Dante la agarró del brazo. No fue un agarre doloroso, pero sí firme, posesivo. La corriente eléctrica que atravesó a Layla fue instantánea, recordándole a su cuerpo traicionero lo que habían hecho horas antes entre sábanas de seda.

—No hay tiempo —dijo Dante, acercando su rostro al de ella—. Eres mi esposa ahora, Layla Lombardi. Y mi esposa duerme bajo mi techo. Tienes diez minutos para recoger lo imprescindible. Todo lo demás, te lo compraré.

—No quiero tu dinero —espetó ella.

—Acostúmbrate —respondió él con frialdad—. Porque a partir de hoy, es lo único que tendrás. Tu libertad se quedó en esa firma.

Layla se soltó de su agarre y corrió escaleras arriba, con las lágrimas cegándola.

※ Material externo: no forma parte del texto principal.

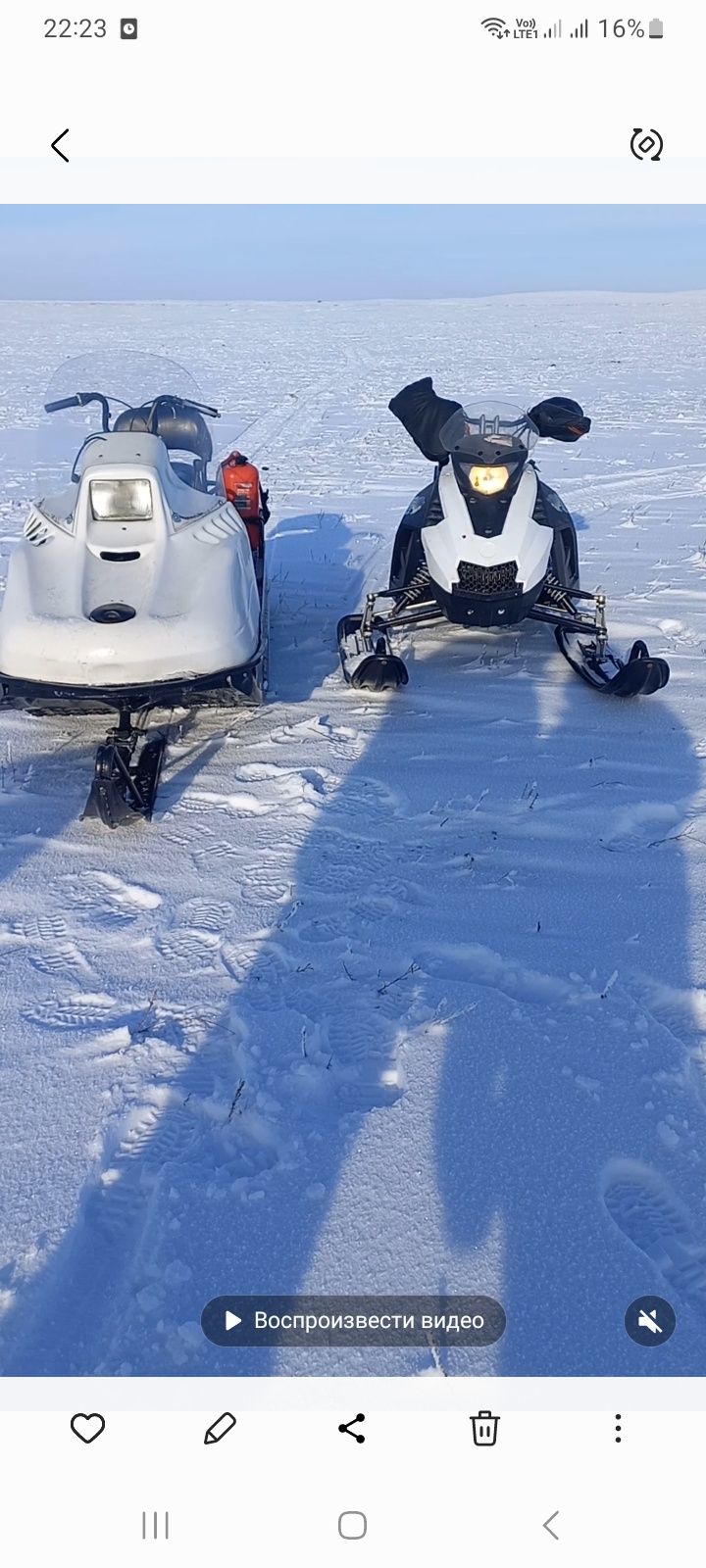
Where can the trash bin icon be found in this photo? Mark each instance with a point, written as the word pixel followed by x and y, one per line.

Veinte minutos después, Layla bajaba las escaleras con una sola maleta pequeña. Sus padres la miraban desde la puerta del salón, avergonzados, incapaces de sostenerle la mirada. La habían vendido. La habían sacrificado para salvarse ellos.

Dante la esperaba junto a la puerta abierta. La lluvia había arreciado afuera, convirtiendo Londres en un escenario gris y lúgubre, perfecto para su estado de ánimo.

Un chófer tomó su maleta y la llevó a un Rolls Royce negro que esperaba con el motor en marcha.

Layla se detuvo antes de salir. Miró a Dante.

—Te odiaré por esto —le prometió en un susurro—. Cada día de este maldito contrato, te odiaré.

Dante la miró. Por un segundo, su máscara de frialdad pareció agrietarse, dejando ver algo oscuro y turbulento en el fondo de sus pupilas. ¿Deseo? ¿Arrepentimiento? Desapareció tan rápido que Layla pensó que lo había imaginado.

—El odio es un sentimiento apasionado, Layla —dijo él, abriendo la puerta del coche para ella—. Es mucho mejor que la indiferencia. Creo que nos divertiremos mucho odiándonos.

Layla entró al coche. Dante se sentó a su lado, ocupando todo el espacio con su presencia abrumadora. El coche arrancó, alejándola de la única vida que conocía.

Miró por la ventanilla, viendo su casa desaparecer bajo la lluvia.

—¿A dónde vamos? —preguntó, sin mirarlo.

—A casa —respondió Dante. Y luego, con una voz que hizo vibrar algo profundo en su vientre, añadió—: Y esta noche, esposa, no habrá dinero en la mesita de noche. Esta noche, dormirás en la cama que te corresponde.